Apesar da pressão, a destituição é altamente improvável, dado o apoio sólido de aliados e a maioria republicana no Congresso. Para que a 25ª Emenda seja invocada, seria necessário que o vice-presidente JD Vance e o gabinete concordassem em conjunto que Trump não pode exercer o cargo.

Mensagem ao primeiro-ministro da Noruega intensifica críticas

A controvérsia mais recente surgiu após Trump ter enviado uma carta ao primeiro-ministro norueguês, Jonas Gahr Store, reclamando de não ter recebido o Prémio Nobel da Paz e sugerindo que agora poderia agir com liberdade para defender os interesses dos EUA, incluindo a Gronelândia.

Em resposta, a congressista Yassamin Ansari afirmou: “O presidente dos Estados Unidos está extremamente doente mentalmente e isso está a colocar a vida de todos nós em risco.

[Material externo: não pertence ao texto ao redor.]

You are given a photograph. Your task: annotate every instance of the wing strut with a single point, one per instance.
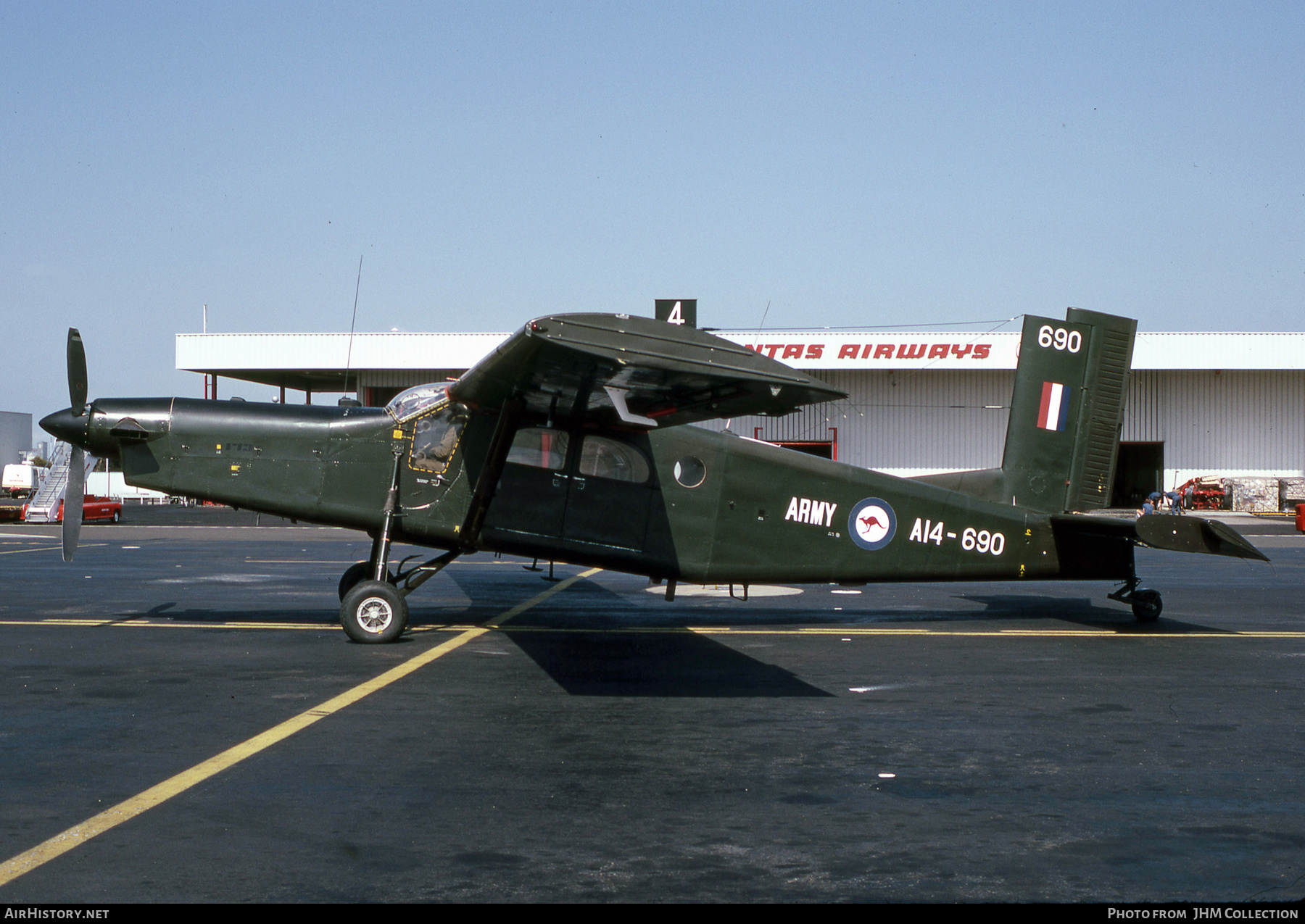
(489, 473)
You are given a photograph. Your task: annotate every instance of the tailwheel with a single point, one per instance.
(373, 612)
(1146, 604)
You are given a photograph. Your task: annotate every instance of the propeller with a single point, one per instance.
(76, 372)
(76, 490)
(73, 496)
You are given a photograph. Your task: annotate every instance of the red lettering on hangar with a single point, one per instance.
(876, 350)
(790, 350)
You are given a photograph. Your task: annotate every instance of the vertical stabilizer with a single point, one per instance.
(1065, 414)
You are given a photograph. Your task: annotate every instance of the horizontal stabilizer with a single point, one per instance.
(1194, 534)
(633, 371)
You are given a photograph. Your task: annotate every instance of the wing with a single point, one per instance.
(613, 368)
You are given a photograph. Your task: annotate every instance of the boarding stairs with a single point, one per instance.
(45, 507)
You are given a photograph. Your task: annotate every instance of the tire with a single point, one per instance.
(373, 612)
(352, 575)
(1148, 604)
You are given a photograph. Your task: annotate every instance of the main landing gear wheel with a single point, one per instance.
(352, 575)
(373, 612)
(1146, 604)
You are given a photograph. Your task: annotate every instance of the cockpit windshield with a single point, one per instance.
(415, 401)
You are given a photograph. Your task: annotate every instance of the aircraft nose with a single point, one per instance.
(67, 425)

A 25ª Emenda existe por um motivo – precisamos invocá-la imediatamente.”

Outros críticos, como o cardiologista Jonathan Reiner, consideraram a ação de Trump motivo para uma investigação bipartidária sobre a sua aptidão presidencial.

Posts em redes sociais reforçam preocupações

Esta terça-feira, Trump publicou 33 mensagens no Truth Social em apenas 45 minutos, incluindo teorias da conspiração sobre urnas eletrónicas, comentários islamofóbicos e alegações sobre a NATO. Para o ex-congressista republicano Adam Kinzinger, trata-se de uma “crise de saúde mental em tempo real”.

A 25ª Emenda: o que é?

Ratificada em 1965, a 25ª Emenda define os procedimentos para substituição temporária ou permanente do presidente em caso de incapacidade.

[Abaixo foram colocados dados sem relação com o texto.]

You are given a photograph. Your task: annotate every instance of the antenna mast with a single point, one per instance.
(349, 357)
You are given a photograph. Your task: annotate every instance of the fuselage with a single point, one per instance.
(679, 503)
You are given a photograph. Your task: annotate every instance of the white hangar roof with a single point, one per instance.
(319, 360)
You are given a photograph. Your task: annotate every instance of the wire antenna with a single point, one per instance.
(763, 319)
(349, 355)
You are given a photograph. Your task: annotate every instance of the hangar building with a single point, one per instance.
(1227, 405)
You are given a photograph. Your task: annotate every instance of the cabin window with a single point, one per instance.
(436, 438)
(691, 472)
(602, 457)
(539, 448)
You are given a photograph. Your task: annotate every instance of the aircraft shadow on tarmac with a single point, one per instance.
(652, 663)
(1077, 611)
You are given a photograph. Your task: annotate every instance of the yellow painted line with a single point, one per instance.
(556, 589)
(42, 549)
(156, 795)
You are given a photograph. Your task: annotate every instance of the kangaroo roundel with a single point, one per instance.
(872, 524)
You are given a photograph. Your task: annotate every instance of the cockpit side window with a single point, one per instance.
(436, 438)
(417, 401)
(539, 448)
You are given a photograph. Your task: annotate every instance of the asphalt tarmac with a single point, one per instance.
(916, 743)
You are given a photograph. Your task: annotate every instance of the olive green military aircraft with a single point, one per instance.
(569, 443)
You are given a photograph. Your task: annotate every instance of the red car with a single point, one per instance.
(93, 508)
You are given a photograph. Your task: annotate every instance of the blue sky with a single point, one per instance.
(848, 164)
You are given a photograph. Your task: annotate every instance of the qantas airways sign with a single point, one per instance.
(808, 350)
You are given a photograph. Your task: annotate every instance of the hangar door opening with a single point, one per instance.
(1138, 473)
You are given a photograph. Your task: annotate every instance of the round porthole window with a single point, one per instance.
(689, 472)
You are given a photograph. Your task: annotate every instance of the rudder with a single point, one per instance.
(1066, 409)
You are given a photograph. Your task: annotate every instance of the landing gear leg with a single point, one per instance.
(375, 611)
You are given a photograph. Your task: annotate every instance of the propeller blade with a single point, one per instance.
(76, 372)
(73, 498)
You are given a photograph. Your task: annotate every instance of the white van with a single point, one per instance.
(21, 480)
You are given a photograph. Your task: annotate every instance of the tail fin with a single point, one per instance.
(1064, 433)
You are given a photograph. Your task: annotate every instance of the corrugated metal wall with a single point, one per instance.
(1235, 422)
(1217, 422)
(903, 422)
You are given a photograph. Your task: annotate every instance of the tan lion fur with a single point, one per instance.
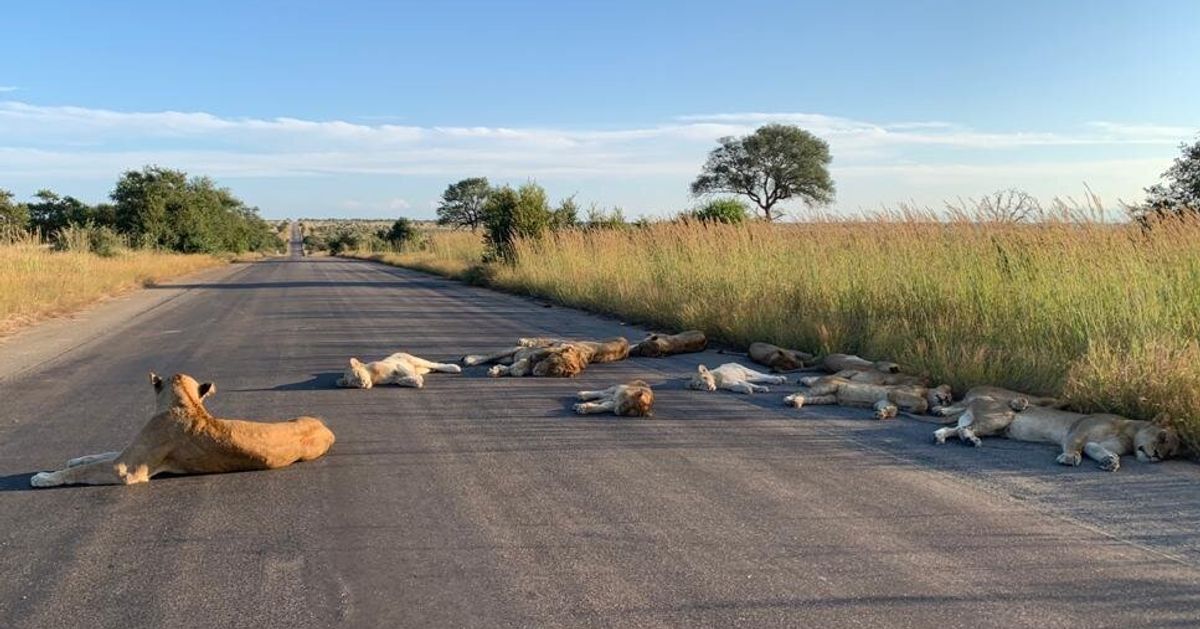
(633, 399)
(778, 358)
(1102, 437)
(886, 400)
(732, 377)
(405, 370)
(553, 358)
(665, 345)
(184, 438)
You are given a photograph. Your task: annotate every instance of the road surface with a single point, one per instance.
(480, 502)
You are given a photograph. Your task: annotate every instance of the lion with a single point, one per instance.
(835, 363)
(633, 399)
(551, 357)
(732, 377)
(778, 358)
(886, 400)
(405, 370)
(183, 438)
(663, 345)
(1103, 437)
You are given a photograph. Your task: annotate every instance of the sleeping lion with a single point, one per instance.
(184, 438)
(1102, 437)
(405, 370)
(633, 399)
(555, 358)
(665, 345)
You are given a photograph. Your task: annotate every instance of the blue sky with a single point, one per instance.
(371, 108)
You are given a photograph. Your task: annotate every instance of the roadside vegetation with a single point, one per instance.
(59, 253)
(1057, 299)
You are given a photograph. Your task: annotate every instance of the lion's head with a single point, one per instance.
(180, 390)
(1156, 443)
(357, 376)
(565, 363)
(940, 395)
(703, 379)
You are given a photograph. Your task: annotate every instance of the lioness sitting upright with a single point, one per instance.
(184, 438)
(551, 357)
(778, 358)
(1102, 437)
(665, 345)
(633, 399)
(732, 377)
(405, 370)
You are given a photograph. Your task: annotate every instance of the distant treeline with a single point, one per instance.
(151, 208)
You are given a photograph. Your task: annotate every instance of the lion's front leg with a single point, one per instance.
(588, 408)
(1108, 460)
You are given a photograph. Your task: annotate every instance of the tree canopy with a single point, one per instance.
(774, 163)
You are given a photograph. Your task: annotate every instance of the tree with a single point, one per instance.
(724, 210)
(1181, 192)
(52, 213)
(462, 203)
(774, 163)
(13, 216)
(511, 214)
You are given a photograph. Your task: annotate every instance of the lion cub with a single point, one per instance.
(405, 370)
(732, 377)
(633, 399)
(184, 438)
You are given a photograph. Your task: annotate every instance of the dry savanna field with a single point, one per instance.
(1107, 315)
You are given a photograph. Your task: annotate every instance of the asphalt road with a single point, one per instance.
(480, 502)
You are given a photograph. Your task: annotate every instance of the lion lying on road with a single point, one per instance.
(664, 345)
(778, 358)
(184, 438)
(732, 377)
(1102, 437)
(886, 400)
(553, 358)
(405, 370)
(634, 399)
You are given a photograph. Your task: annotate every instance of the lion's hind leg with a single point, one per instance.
(91, 459)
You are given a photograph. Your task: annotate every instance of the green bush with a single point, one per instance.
(724, 210)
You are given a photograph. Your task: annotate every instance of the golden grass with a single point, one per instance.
(1105, 315)
(36, 282)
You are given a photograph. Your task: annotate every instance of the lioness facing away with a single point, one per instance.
(405, 370)
(665, 345)
(778, 358)
(732, 377)
(835, 363)
(1102, 437)
(184, 438)
(633, 399)
(551, 357)
(886, 400)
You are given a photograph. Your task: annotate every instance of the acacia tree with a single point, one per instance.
(774, 163)
(462, 203)
(1181, 191)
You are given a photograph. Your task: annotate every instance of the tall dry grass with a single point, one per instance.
(1107, 315)
(37, 282)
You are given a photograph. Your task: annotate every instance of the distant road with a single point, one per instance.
(480, 502)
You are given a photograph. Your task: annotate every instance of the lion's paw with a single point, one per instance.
(1069, 459)
(43, 479)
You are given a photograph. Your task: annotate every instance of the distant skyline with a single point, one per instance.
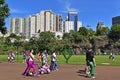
(90, 12)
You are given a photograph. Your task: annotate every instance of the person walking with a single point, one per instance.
(90, 61)
(30, 64)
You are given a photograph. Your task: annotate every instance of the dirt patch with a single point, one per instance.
(13, 71)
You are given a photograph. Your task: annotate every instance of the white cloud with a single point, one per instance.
(16, 11)
(66, 5)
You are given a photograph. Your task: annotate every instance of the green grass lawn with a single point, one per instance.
(77, 59)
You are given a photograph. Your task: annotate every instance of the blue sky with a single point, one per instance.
(90, 12)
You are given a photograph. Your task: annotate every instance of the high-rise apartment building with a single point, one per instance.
(100, 25)
(73, 16)
(16, 25)
(59, 20)
(116, 20)
(46, 20)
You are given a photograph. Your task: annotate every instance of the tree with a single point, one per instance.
(4, 13)
(102, 31)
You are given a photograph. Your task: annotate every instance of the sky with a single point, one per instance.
(90, 12)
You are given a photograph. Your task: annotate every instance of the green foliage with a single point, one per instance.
(4, 13)
(114, 33)
(102, 31)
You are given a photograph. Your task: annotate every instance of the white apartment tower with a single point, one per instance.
(16, 25)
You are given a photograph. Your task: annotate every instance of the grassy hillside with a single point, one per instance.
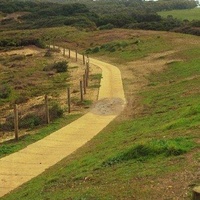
(151, 151)
(190, 14)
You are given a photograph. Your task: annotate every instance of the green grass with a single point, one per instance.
(189, 14)
(128, 50)
(12, 146)
(130, 157)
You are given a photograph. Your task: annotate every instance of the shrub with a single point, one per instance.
(106, 27)
(153, 149)
(59, 67)
(48, 53)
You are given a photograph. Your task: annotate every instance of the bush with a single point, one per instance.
(59, 67)
(106, 27)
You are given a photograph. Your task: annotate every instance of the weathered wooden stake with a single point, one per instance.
(68, 100)
(84, 83)
(86, 77)
(83, 59)
(47, 109)
(76, 55)
(81, 90)
(196, 193)
(16, 122)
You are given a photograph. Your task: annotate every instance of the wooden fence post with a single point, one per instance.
(76, 55)
(84, 83)
(16, 122)
(83, 59)
(47, 110)
(196, 193)
(86, 78)
(81, 90)
(68, 100)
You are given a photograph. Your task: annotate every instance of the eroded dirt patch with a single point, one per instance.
(108, 106)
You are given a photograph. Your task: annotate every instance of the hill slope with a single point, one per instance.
(152, 150)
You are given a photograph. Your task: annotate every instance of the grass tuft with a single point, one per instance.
(152, 149)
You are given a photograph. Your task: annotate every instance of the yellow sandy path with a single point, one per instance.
(22, 166)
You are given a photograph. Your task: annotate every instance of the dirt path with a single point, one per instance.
(22, 166)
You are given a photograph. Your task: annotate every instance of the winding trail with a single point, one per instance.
(28, 163)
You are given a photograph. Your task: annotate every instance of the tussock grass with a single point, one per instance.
(153, 148)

O vice-presidente e a maioria do gabinete podem declarar o presidente incapaz de exercer as suas funções.

Se o presidente contestar, o Congresso decide em 21 dias, exigindo uma maioria de dois terços na Câmara e no Senado para que o vice-presidente assuma o cargo como presidente interino.

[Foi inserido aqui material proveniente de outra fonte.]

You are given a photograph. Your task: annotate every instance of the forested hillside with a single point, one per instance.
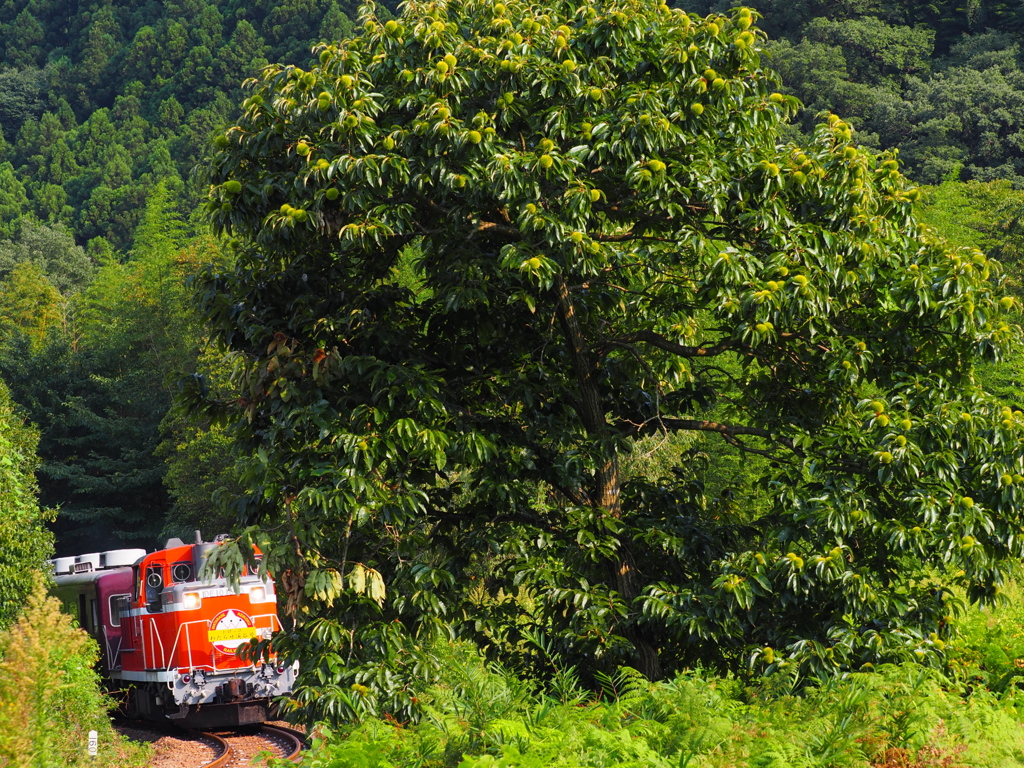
(108, 109)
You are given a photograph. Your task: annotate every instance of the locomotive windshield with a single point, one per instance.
(154, 586)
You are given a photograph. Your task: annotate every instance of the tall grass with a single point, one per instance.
(893, 717)
(50, 694)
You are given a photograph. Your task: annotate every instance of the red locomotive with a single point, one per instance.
(169, 639)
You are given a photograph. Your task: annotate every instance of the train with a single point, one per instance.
(168, 639)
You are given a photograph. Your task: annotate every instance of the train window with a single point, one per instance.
(117, 604)
(181, 571)
(154, 586)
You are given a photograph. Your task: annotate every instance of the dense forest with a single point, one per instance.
(108, 111)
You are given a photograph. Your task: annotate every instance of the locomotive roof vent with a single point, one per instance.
(62, 565)
(120, 558)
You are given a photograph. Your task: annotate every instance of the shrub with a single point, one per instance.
(50, 695)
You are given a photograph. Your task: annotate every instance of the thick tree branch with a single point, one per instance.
(662, 342)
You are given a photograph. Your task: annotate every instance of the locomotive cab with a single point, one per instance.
(170, 638)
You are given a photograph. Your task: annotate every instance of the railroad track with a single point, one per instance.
(238, 749)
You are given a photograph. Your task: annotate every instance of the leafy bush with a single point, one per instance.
(483, 717)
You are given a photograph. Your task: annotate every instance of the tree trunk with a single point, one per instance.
(623, 569)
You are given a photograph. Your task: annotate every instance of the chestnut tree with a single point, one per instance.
(484, 248)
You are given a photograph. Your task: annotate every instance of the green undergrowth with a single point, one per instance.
(892, 717)
(988, 649)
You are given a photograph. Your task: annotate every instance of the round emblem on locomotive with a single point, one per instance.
(229, 629)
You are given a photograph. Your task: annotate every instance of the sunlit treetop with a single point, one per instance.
(483, 248)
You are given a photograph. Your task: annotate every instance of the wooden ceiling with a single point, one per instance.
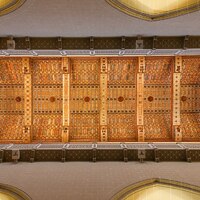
(78, 99)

Historicamente, a Emenda já foi usada de forma temporária por Ronald Reagan, George W. Bush e Joe Biden durante procedimentos médicos. No entanto, a sua invocação para destituir um presidente permanece extremamente rara e politicamente sensível.

O debate sobre a invocação da 25ª Emenda contra Trump surge num contexto de polarização política, em que democratas questionam a saúde cognitiva do presidente, enquanto aliados e a maioria republicana defendem a sua capacidade de exercer o cargo.

Especialistas consideram que a discussão sobre a Emenda, embora legalmente prevista, enfrenta barreiras práticas e políticas significativas, tornando improvável qualquer destituição imediata.